Here we explain how to construct a prediction model using MegaPRS. These instructions assume you are analysing summary statistics (if instead you are analysing individual-level data, you should use Ridge-Predict, Bolt-Predict or BayesR-Predict). Further, they require that you have already estimated Per-Predictor Heritabilities.

We generally recommend that you use MegaPRS to create BayesR Models. However, it can also create Lasso, Ridge Regression and Bolt models.
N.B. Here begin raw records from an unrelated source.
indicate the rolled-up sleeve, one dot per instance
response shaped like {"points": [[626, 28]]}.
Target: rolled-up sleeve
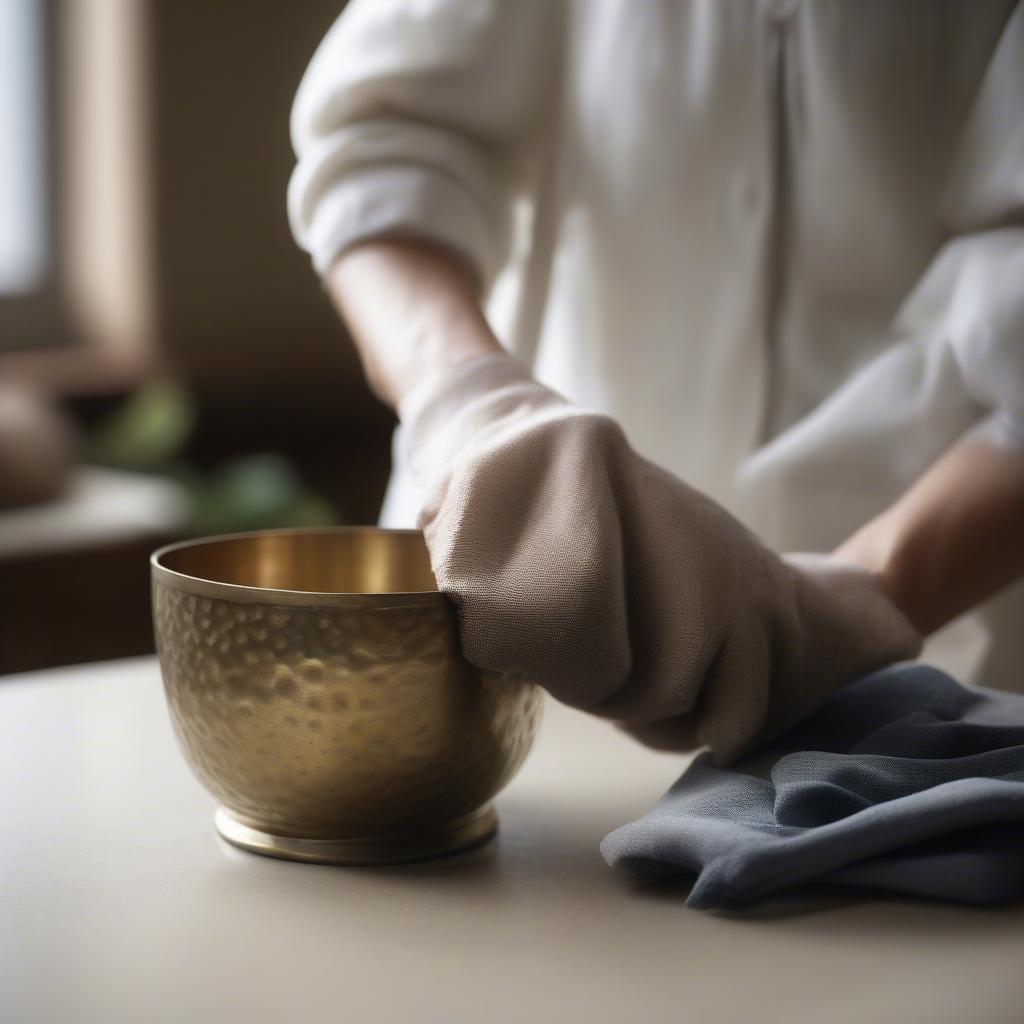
{"points": [[419, 119]]}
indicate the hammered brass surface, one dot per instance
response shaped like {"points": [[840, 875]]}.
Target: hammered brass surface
{"points": [[327, 715]]}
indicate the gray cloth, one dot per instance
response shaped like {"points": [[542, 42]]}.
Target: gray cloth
{"points": [[904, 780]]}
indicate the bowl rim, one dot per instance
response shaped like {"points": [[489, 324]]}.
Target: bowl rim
{"points": [[203, 587]]}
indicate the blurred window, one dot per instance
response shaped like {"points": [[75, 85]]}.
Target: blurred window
{"points": [[28, 303], [23, 202]]}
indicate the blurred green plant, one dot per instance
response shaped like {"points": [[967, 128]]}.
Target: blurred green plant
{"points": [[150, 432]]}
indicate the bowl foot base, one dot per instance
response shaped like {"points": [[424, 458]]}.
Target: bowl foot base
{"points": [[440, 841]]}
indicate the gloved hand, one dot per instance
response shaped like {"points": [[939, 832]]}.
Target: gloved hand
{"points": [[615, 586]]}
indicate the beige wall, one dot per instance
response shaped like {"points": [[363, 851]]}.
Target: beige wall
{"points": [[238, 304]]}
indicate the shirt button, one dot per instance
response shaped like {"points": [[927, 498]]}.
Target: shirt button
{"points": [[779, 10]]}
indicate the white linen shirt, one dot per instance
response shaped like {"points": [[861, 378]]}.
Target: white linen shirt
{"points": [[781, 243]]}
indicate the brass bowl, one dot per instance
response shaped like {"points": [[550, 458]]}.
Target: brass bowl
{"points": [[317, 690]]}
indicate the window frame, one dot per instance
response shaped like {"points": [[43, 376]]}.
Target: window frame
{"points": [[39, 320]]}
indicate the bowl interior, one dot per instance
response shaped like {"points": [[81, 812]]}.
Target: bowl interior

For each model type, it will try multiple prior distributions (e.g., when constructing lasso models, it will try 100 distributions). To decide the best prior distribution, MegaPRS requires independent training and test summary statistics. On rare occasions, you will have these (e.g., if you have results from L cohorts in a meta-analysis, you could construct training summary statistics by combining results from L-1 cohorts, and use results from the final cohort as the test summary statistics). However, most likely, you will only have a single set of summary statistics, computed using all samples, in which case you should generate Pseudo Summaries.

MegaPRS requires a Reference Panel, which is used to calculate predictor-predictor correlations and to test different prior distributions. If you are generating pseudo summaries (which also requires a reference panel), then you must use different reference panel samples for each step. Therefore, if you have only one reference panel, we suggest you divide its samples into three, then use one third to generate pseudo summary statistics, one third to calculate predictor-predictor correlations, and one third to test prior distributions. If you are not using pseudo summaries, then it is fine to use all reference panel samples both when calculating predictor-predictor correlations and testing prior distributions.

Always read the screen output, which suggests arguments and estimates memory usage.

_ _ _ _ _ _ _ _ _ _ _ _ _ _ _ _ _ _ _ _ _ _ _ _ _ _ _ _ _ _ _ _ _ _ _ _ _ _ _ _ _ _ _ _ _ _

**Calculate predictor-predictor correlations:**

The main argument is --calc-cors <outfile>.

This requires the options

--bfile/--gen/--sp/--speed <datastem> - to specify the genetic data files (see File Formats).

--window-cm <float> - to specify the window size (LDAK will only compute correlations for predictions within this distance). It generally suffices to use 3cM. If the genetic data files do not contain genetic distances, an approximate solution is to instead use --window-kb 3000.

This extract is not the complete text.